Everyone wants to make money in the stock market so we’re going to let you in on a secret. The way to make $1 million on Wall Street is to start with $2 million. If you’ve been around the markets for a while, you likely chuckled when you read that old saw, which is as true today as it was eons ago when it was first used to illustrate one of the cardinal rules of investing: it’s a hard way to make a living.
Advisors know this perhaps better than anyone. And this is why so many advisors routinely play armchair psychiatrist with their clients, trying to keep them from making decisions sparked by the market’s only two emotions: fear and greed.
Yet, there is a pathway between those two opposing polarities that anyone can use to better navigate the market: risk management. This discipline is totally absent from most portfolios owned by individual investors, even though it is a key part of institutional portfolios. If you think that’s a crazy omission, you’re not alone, but most people do not know that they can manage risk because they don’t properly think about investing.
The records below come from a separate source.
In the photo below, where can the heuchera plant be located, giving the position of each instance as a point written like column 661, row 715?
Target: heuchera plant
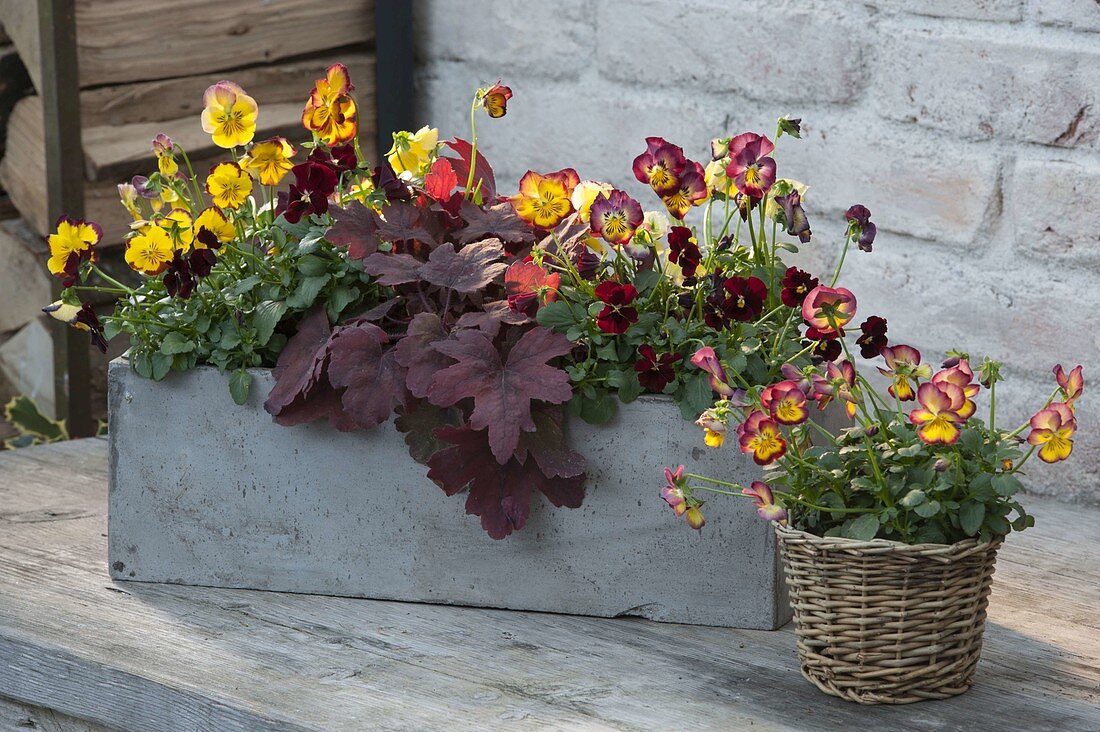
column 415, row 290
column 928, row 472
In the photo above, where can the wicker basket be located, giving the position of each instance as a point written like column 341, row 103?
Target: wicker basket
column 881, row 622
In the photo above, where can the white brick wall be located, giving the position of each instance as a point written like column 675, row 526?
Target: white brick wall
column 969, row 128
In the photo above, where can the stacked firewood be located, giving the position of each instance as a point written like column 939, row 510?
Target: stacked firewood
column 143, row 67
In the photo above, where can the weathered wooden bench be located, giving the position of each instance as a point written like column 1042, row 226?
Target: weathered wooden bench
column 79, row 652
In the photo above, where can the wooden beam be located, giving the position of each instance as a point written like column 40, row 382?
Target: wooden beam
column 65, row 192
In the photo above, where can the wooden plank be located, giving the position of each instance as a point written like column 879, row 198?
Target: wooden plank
column 230, row 659
column 122, row 41
column 182, row 97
In a recent Barron’s interview, a Columbia University professor shared an insight that is worth pondering. The professor, when recounting his experience recommending stocks to money managers like Mario Gabelli, said that once a manager’s greed was triggered by an idea that their sense of fear kicked in. Those investors immediately began thinking how much risk they would take to make a potential return. The opposite is true for many others who usually only consider risk, if at all, when they have lost money. We think that needs to change.
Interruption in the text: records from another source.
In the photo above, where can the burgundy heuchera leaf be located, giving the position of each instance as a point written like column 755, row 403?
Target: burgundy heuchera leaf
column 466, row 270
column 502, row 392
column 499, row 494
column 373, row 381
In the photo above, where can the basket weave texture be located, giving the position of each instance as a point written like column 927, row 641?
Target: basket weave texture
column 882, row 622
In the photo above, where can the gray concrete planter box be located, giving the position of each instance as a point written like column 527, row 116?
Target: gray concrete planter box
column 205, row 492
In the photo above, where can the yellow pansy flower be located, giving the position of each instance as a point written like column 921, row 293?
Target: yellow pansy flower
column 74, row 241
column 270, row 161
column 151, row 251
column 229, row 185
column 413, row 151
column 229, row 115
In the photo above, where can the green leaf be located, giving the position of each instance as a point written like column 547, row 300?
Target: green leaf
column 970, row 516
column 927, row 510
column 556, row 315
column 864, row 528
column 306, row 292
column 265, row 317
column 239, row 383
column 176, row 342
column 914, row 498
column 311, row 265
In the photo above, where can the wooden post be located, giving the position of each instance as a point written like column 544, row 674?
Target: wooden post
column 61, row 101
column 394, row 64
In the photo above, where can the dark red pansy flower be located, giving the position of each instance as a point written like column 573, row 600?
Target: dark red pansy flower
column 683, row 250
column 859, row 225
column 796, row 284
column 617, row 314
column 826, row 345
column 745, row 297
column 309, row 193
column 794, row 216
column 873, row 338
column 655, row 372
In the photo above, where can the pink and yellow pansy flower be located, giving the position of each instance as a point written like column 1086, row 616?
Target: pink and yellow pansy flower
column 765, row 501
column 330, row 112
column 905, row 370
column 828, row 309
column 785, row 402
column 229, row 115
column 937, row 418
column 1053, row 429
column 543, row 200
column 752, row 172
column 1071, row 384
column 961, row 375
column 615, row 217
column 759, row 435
Consider the lesson of Larry Fink. The Blackrock founder is reportedly “perpetually neurotic” about risk and it has served him well. His company, founded in 1988, is now the world’s largest asset management firm with almost $7 trillion under management. Many reasons contributed to the firm’s success, but risk management is widely cited as a top reason.
When Fink was a young trader at First Boston, he lost $100 million and was shortly out of work, even though he had pioneered debt securitization. As he pondered what had happened, and why, he had an epiphany. Investors, he realized, often did not understand the risks that they were taking. He lost his job, after all, because he made a mistake evaluating interest rates. So, Fink and his colleagues founded Blackrock, and bought a little computer that has since become a very big computer, to help them and their clients analyze risk.
Now, we’re not suggesting that everyone who embraces risk management will become a global market statesman and manage trillions of dollars, but we are definitely suggesting this: if you don’t manage risk, you will be managed by risk, and you won’t like it.
Bottom line: Just as Socrates said the unexamined life is not worth living, the unexamined portfolio is not worth owning. So, we ask this: do you really know what’s in your portfolio? If not, we suggest you find out before Mr. Market shows you.